You can’t take personal expenses
 Even if you have a business, you still can’t deduct any type of personal expense. These expenses include any type of personal, living or family expenses. For example, while childcare is likely common and helpful for any business, it’s considered a personal expense and non-deductible. The same goes with the premiums you pay for your disability and life insurance that I mentioned above.
If you have an expense — say travel or utilities — that is both business and personal, the IRS asks that you divide the costs within personal and business parts. So if you are using your cell phone for business and personal calls, you can split it between what you reasonably think could be business use and personal use (say 70/30).
Some expenses you can’t deduct all at once
 There are some expenses that you can’t deduct all at once because they are what the IRS considers capital expenses. You’re investing in your business when you buy furniture, computers, buildings or other large itemsYou’re also making a long-term investment when you cover start-up costs and improvements on your business facility. Because you’ll use them over multiple years, the IRS asks you to spread your deduction for them over multiple years as well. 

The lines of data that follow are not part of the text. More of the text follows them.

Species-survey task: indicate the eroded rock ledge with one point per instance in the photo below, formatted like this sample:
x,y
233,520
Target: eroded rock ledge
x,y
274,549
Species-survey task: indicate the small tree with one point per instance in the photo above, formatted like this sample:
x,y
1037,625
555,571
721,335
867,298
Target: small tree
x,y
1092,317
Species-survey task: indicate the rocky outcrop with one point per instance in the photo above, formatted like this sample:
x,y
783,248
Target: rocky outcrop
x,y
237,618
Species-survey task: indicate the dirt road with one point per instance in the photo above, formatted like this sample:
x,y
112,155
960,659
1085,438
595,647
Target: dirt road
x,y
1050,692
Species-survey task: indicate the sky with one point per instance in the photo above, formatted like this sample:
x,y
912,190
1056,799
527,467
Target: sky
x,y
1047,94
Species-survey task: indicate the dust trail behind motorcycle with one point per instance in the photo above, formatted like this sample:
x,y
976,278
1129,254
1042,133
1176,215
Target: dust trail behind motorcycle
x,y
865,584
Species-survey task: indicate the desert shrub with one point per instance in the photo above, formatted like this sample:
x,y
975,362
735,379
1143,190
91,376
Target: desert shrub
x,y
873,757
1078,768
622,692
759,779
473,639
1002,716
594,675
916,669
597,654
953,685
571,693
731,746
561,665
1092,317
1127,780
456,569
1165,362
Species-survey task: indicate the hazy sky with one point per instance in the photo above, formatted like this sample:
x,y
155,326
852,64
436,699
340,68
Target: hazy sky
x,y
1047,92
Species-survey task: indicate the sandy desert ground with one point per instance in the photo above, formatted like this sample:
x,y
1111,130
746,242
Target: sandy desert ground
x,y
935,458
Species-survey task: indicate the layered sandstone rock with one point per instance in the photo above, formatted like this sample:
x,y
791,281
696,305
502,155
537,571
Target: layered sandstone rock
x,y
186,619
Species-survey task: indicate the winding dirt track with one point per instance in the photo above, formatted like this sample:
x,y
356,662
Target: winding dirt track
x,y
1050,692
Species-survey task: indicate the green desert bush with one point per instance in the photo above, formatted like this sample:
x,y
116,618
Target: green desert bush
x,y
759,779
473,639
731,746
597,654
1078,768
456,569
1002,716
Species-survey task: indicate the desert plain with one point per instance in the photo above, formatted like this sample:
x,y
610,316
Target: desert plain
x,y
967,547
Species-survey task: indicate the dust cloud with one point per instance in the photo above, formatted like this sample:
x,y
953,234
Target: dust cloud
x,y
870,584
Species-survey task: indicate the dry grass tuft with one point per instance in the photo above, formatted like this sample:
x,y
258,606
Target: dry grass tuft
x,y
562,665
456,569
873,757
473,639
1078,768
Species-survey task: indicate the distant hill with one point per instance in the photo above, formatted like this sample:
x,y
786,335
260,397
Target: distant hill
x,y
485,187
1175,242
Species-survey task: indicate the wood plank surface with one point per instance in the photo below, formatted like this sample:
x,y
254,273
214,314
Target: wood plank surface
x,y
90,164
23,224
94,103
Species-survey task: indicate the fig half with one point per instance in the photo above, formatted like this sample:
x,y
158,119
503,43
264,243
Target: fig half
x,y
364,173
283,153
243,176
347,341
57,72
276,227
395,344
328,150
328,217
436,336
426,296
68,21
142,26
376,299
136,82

As a result, these expenses are taken over a specific amount of years, depending on the type of expense. Remember those breast implants I mentioned? Those had to be depreciated. If you have questions about this, make sure to ask your tax preparer to go over your depreciation schedule with you.
I hope you’ve found this summary helpful. As always, it’s best to make sure to learn the fundamentals and then seek out trusted advisors to help you navigate the details.